Mientras Morena lidia con sus propias fracturas, la oposición observa con atención. Los partidos como el PAN, PRI y PRD, que buscan recuperar terreno, podrían encontrar en estas divisiones una oportunidad para fortalecer sus propias candidaturas y para atraer a votantes desencantados con el oficialismo.

La capacidad de Morena para superar estas crisis internas será un termómetro de su fortaleza política. Si logra cerrar filas y presentar un frente unido, podría mitigar el daño. De lo contrario, las elecciones de 2027 podrían ser un reflejo de las divisiones que hoy amenazan con desgarrar al partido en el poder.

Un Llamado a la Unidad (y a la Realidad)

En última instancia, la situación actual en estos estados es un llamado de atención para Morena. La retórica de la unidad y la transformación debe ir acompañada de prácticas que realmente fomenten la inclusión y la transparencia. La imposición de candidatos, por conveniente que parezca a corto plazo, suele ser una estrategia que genera costos políticos elevados a largo plazo.

La dirigencia del partido, incluyendo a la presidenta Claudia Sheinbaum, debe tomar cartas en el asunto.

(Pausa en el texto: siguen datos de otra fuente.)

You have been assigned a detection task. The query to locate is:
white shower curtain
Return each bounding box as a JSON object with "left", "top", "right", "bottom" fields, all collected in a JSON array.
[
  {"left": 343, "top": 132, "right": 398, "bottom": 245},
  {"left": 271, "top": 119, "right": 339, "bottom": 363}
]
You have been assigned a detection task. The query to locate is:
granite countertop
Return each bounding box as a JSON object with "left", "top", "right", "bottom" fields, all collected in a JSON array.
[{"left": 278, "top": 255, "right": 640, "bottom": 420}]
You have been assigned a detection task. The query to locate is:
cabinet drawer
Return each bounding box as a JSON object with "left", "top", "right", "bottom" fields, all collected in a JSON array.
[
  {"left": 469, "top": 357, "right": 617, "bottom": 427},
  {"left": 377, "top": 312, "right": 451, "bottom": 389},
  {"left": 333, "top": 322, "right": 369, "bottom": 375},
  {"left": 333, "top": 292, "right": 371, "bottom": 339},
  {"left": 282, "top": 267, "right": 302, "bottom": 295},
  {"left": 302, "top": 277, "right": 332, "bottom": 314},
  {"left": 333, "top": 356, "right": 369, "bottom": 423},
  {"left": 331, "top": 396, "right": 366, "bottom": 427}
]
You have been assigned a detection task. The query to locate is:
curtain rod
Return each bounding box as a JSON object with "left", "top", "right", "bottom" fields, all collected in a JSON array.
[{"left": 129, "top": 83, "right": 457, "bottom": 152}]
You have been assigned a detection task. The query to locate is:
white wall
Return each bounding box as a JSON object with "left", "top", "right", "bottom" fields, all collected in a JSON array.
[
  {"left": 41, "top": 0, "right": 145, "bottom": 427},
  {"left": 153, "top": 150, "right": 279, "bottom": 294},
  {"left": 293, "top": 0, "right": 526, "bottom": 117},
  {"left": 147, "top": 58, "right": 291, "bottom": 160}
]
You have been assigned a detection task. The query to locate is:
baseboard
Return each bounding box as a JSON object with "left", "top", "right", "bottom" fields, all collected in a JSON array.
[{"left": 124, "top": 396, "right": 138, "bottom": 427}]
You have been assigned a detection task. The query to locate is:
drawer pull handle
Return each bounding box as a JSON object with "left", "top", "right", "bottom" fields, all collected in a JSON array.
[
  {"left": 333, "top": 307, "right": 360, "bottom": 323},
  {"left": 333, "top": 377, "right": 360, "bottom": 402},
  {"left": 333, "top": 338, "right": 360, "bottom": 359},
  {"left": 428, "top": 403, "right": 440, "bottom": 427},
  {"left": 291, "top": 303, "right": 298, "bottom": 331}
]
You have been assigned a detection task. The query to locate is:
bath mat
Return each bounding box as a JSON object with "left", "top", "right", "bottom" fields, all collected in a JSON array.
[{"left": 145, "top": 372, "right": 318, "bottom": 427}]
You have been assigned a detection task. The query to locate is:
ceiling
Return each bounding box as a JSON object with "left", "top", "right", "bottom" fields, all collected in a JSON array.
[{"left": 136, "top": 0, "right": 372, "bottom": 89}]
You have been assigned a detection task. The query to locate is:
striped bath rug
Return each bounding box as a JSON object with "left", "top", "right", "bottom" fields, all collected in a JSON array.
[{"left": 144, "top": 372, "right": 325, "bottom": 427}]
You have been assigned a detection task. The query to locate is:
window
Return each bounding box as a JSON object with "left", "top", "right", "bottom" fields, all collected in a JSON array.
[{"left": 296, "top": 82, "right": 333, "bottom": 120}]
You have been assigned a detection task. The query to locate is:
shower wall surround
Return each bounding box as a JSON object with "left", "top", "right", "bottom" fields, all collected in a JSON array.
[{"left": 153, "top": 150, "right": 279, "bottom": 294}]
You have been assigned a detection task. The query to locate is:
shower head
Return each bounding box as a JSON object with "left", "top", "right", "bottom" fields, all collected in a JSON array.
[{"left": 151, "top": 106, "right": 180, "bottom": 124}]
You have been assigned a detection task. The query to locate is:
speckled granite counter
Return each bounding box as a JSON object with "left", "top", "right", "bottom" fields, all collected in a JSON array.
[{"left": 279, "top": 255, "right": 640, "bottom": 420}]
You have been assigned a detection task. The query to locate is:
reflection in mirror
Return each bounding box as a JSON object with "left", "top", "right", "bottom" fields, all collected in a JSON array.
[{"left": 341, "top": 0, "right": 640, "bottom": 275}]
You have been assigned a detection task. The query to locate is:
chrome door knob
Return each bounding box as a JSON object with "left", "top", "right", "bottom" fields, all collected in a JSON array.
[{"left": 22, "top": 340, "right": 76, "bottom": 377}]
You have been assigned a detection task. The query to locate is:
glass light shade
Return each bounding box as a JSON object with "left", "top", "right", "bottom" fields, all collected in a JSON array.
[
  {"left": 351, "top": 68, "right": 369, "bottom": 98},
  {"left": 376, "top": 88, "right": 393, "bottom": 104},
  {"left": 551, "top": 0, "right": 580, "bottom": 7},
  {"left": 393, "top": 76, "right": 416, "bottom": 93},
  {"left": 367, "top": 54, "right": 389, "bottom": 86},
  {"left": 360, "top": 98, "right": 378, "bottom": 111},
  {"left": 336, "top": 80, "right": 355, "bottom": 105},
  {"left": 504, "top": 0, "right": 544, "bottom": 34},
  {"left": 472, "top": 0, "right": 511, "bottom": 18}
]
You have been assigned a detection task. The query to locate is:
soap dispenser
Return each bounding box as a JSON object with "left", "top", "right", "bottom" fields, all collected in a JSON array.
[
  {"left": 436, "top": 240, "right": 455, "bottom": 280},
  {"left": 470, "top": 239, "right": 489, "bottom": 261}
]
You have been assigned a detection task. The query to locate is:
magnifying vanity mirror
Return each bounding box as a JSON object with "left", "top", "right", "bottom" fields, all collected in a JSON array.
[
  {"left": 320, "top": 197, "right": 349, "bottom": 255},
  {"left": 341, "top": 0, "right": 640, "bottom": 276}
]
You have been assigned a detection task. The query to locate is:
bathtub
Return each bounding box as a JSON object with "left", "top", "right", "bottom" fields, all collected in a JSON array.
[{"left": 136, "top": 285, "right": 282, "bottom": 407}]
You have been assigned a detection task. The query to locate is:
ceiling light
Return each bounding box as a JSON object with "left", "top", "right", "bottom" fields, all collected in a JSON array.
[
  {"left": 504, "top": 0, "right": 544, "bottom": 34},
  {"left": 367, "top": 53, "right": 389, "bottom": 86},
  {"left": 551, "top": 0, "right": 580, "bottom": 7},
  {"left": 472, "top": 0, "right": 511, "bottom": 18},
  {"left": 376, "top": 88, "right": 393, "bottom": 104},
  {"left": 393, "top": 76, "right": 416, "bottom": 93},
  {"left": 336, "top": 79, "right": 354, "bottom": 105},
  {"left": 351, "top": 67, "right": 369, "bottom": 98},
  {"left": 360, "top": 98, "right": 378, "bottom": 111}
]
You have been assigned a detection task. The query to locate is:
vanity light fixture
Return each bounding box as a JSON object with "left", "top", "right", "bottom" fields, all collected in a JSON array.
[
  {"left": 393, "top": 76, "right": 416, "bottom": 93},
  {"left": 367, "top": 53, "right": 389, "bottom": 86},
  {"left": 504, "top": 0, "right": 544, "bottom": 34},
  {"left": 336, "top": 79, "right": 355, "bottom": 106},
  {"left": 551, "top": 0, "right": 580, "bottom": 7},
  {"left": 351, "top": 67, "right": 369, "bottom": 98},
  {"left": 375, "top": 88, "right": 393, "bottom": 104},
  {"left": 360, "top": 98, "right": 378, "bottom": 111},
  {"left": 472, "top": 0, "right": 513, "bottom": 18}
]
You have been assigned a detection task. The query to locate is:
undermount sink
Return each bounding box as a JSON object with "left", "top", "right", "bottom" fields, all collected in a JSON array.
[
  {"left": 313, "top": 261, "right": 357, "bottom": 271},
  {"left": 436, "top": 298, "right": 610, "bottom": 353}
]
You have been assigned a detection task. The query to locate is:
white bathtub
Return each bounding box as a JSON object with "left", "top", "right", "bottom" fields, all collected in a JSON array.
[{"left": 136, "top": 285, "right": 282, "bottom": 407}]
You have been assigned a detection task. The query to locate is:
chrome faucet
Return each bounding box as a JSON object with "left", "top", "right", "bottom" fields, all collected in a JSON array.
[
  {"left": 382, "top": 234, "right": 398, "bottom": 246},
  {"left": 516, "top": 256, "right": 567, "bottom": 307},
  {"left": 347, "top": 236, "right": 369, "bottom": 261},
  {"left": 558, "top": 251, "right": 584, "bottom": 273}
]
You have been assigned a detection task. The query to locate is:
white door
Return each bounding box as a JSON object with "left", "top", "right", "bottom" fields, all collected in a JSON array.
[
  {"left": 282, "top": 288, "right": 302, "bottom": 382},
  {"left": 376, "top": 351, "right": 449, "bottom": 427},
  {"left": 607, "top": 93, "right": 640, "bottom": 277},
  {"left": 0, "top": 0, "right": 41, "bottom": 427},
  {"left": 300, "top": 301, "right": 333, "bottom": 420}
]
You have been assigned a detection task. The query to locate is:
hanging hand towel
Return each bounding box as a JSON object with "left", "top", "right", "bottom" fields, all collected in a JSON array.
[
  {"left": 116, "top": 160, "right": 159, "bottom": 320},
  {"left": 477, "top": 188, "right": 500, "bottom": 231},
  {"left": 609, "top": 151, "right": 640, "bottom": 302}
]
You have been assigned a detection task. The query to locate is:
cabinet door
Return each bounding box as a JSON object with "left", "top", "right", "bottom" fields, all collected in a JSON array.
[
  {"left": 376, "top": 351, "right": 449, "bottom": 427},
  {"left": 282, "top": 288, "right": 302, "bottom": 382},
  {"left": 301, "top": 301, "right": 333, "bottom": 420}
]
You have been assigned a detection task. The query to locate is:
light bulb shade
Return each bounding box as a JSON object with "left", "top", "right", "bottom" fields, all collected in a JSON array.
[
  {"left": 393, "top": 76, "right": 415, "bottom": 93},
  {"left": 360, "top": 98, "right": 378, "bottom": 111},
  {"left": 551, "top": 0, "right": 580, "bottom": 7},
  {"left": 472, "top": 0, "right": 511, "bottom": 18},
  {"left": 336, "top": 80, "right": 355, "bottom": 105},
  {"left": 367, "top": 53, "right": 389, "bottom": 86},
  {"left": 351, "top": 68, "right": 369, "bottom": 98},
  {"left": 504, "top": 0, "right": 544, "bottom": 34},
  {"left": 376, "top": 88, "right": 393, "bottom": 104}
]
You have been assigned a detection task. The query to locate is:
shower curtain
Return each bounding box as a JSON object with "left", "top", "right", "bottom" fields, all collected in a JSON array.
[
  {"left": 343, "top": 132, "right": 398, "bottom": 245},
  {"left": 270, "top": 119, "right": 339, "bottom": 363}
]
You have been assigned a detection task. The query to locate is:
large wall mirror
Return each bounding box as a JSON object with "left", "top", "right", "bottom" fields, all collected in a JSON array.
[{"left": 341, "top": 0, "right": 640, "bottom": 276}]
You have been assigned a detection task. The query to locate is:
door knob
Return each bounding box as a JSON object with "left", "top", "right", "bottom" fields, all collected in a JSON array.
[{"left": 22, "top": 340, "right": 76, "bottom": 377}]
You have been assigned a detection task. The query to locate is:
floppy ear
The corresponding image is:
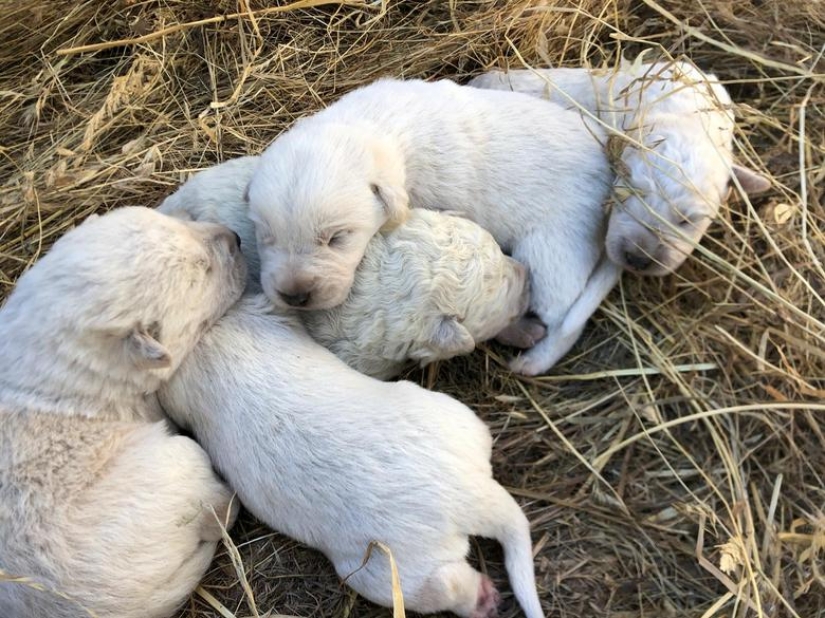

No se trata solo de ganar elecciones, sino de hacerlo de una manera que fortalezca la democracia y la confianza ciudadana. Las inconformidades actuales son una señal clara de que el camino hacia la consolidación de la 4T aún enfrenta obstáculos significativos, muchos de ellos generados desde el propio seno del partido.

El Futuro en Vilo

El panorama electoral de 2027 se presenta así, cargado de incertidumbre para Morena. Las decisiones tomadas hoy en Zacatecas, Campeche, Guerrero y Baja California resonarán en los próximos comicios. La capacidad del partido para gestionar estas diferencias determinará si logra mantener su hegemonía o si abre la puerta a un cambio de ciclo político. La unidad, que tanto predican, está siendo puesta a prueba de la manera más cruda.